Websites that faced a virtual outage included PayPal, Twitter, Reddit, GitHub, Amazon, Spotify, and more. The DDoS attacks were carried out in three waves, the latter two of which were reduced in effect because Dyn had beefed up defenses in response to the initial wave. Friday’s attack followed one that recently hit the Krebs on Security site and French internet service provider OVH, which Flashpoint believes has nothing to do with Friday’s attack on Dyn.

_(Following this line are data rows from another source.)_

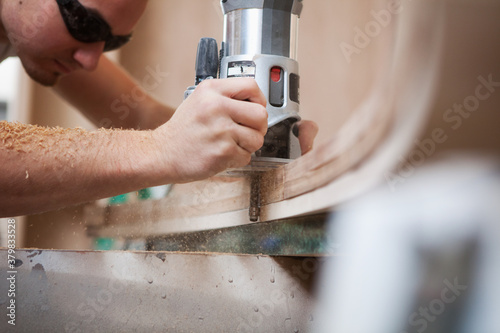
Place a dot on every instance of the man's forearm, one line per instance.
(45, 169)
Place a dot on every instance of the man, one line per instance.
(219, 126)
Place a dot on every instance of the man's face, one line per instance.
(43, 43)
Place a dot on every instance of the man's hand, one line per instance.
(218, 127)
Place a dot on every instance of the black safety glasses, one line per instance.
(87, 25)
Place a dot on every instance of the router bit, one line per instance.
(260, 41)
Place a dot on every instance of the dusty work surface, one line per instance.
(69, 291)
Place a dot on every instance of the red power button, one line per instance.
(276, 74)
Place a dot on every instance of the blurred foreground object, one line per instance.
(423, 258)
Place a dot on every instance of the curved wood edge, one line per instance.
(357, 158)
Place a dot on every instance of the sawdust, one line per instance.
(24, 138)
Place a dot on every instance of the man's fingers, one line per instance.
(243, 89)
(248, 139)
(249, 114)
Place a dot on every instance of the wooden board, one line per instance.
(408, 64)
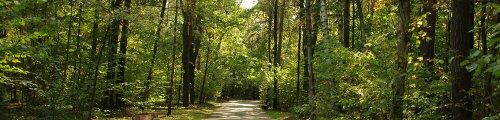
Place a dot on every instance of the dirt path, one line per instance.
(239, 110)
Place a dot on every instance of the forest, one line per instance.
(300, 59)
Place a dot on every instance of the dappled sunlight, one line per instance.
(239, 110)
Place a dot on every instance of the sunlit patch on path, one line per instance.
(239, 110)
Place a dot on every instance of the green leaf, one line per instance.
(475, 54)
(465, 62)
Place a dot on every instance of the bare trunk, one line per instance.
(399, 81)
(461, 43)
(172, 66)
(346, 23)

It’s worth noting that the websites that were affected by the DDoS attacks were mostly related to entertainment and social media. Flashpoint’s investigation discovered that the underlying foundation used to attack Dyn also targeted a “well-known” video game company. Add all this up, and there’s good reason to believe that Friday’s attacks were carried out by “script kiddies,” a nickname for hackers who frequent online hacking forums.
“These hackers exist in their own tier and are separate and distinct from hacktivists, organized crime, state-actors, and terrorist groups,” the firm reports. “They can be motivated by financial gain, but just as often will execute attacks such as these to show off, or to cause disruption and chaos for sport.”
Flashpoint indicated in its report that it is confident the attacks stem from the English-language hacking forum community. Even more, the firm points to readers and users of the hackforums-dot-net site that play host to “personalities” who use commercial DDoS tools for paid DDoS-for-hire jobs. There’s even one frequent hackforums visitor who is widely known for using Mirai malware and botnets.
“A hacker operating under the handle ‘Anna-Senpai’ released the source code for Mirai in early October, and is believed to have operated the original Mirai botnet that was used in the attack against ‘Krebs on Security’ and hosting provider OVH earlier this month,” the report adds. “The hackers that frequent this forum have been previously known to launch these types of attacks, though at a much smaller scale.”
Had the attacks been powered by monetary or political motives, hackers would have targeted online gambling sites, Bitcoin exchanges, businesses, and so on. Take Anonymous for instance: the group makes political statements by blocking access to a specific entity, such as a government-affiliated website. Additionally, “pro” DDoS attacks can be used to squeeze money out of companies by holding their websites at ransom via blocked traffic. That doesn’t seem to be the case with Dyn and the affected websites.
“The technical and social indicators of this attack align more closely with attacks from the Hackforums community than the other type of actors that may be involved, such as higher-tier criminal actors, hacktivists, nation-states, and terrorist groups,” the security firm concludes.